400 peasants, clowns, and reapers liberate Belgian GM potato field

The "battle of the potato" field in Wetterem, near Ghent, Belgium, was a resounding victory for anti-GM activists on Sunday (29 May) as members of a crowd of around 400 people broke through police lines and barbed wire fences to destroy an experimental Genetically Modified potato crop.

Genetic modification of food crops is currently banned in the French-speaking Wallonia region of Belgium, and in the Brussels area, but the regional government of Flanders had given the go-ahead for this trial planting. People from across Belgium and further afield, including many "faucheurs volontaires" (volunteer reapers) from the established French anti-GM farming movement, came together under the banner of the "Field Liberation Movement" to put the experiment to an end.

The day started with setting up of a farmer's market and communal kitchen in a sympathetic field across the motorway from the target site. There were briefings, discussions, infostalls, and some interaction with members of a "Save Our Science" counter demo by GM supporters, who came to argue their case that only more agribusiness supercrops can save the hungry of the world from crises of poverty and malnutrition. At 2pm the crowd started moving, led by a big international samba band, across the motorway footbridge to the field of destiny on the other side. The organisers had called for "non-violence" and not to provoke the cops, and the crowd was colourful, noisy, with small children and grown-up clowns in abundance. Truly Luddite in spirit (in all positive sense of that maligned term) it had the flavour of a peasants' revolt confronting the high-tech forces of empire. Around 50 Flemish robocops waited, batons in hand, surrounding the field (only about the size of a basketball court), which was also ringed by sturdy fences topped with barbed wire, cameras and motion sensors.
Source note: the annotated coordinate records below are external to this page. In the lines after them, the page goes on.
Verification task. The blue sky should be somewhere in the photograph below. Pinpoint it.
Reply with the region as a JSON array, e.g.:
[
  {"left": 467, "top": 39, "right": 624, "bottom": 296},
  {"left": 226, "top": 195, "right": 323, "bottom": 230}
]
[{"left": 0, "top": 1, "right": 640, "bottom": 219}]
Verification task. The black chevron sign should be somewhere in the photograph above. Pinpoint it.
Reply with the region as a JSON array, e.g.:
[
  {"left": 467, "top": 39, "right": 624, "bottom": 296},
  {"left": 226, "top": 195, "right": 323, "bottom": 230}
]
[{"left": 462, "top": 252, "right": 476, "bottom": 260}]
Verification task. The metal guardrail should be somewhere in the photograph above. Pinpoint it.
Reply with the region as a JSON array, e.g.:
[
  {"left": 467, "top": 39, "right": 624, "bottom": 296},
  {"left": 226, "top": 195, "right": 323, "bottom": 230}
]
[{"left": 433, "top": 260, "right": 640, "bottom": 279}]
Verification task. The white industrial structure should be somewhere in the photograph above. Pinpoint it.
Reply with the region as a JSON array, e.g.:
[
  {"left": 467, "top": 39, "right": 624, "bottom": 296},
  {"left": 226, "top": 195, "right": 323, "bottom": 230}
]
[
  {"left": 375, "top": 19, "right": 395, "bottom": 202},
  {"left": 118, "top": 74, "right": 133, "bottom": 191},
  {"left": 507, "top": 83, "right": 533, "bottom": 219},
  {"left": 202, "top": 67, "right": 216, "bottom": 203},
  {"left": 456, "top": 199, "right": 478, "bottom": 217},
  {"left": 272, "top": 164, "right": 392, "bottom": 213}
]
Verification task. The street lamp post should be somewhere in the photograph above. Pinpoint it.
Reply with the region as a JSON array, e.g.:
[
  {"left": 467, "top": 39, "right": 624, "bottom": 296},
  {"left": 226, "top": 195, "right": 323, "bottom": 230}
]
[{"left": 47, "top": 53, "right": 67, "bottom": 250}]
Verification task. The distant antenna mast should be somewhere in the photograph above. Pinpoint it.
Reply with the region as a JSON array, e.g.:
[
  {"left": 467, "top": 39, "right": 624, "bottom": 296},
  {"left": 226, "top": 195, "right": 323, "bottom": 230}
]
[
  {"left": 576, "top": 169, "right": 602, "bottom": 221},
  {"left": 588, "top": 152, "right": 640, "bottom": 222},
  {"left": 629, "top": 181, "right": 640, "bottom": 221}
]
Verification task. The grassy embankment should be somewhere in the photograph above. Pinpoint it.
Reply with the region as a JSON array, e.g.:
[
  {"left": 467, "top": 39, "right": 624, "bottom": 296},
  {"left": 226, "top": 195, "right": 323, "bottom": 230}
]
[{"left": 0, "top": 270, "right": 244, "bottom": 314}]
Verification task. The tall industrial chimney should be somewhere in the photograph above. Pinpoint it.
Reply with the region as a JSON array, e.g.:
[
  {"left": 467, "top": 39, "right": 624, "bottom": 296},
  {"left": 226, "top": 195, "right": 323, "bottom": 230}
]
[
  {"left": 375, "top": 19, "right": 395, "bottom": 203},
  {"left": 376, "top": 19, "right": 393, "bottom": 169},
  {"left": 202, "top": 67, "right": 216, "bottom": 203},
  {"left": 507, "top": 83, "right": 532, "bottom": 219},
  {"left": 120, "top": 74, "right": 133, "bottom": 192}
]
As the sun broke through the clouds at 3pm a siren sounded and the action was underway. About half the crowd hopped the first low fence into the intervening meadow and ran towards the experimental enclosure. It was soon clear that the police were outnumbered, with many gaps in their lines through which protesters swarmed. (A major local football match may certainly have helped the protestors here.) The fencing was tough and attempts to pull it down with ropes proved unsuccessful. But it wasn't high enough to keep out climbers who carried strips of carpet to get over the barbed wire. Once inside the compound the security measures then worked to the reapers' advantage as the cops could only clamber after them, too late to stop potatoes flying everywhere. Organic seeding potatoes were hurled by others from outside the fence to replace the modified strain.

There were around 15 arrests, all those who had made it inside the compound were stuck and worthily sacrificed themselves to the law in the best pacifistic tradition. The police then had to dig a tunnel under the fence to get them out again, and they were immediately released after giving ID details. It is not clear yet what charges will be brought, but the consortium behind the field, which includes the university of Ghent, threatens to sue for damages. There were quite a few injuries including hospitalisations from barbed wire cuts and truncheon blows.

To quote from the Field Liberation Movement's press release: "To sum up, the day of action was very successful. This action points out three paths to follow: the "peasant market" offered a platform for farmers with a real alternative, the demonstration gave the public the occasion to show solidarity with this campaign, and the action of civil disobedience effectively liberated a public space. The debate is now open. From today, biotechnology has to demonstrate that its research is in the service of an agricultural model which is sustainable, ecological, and just."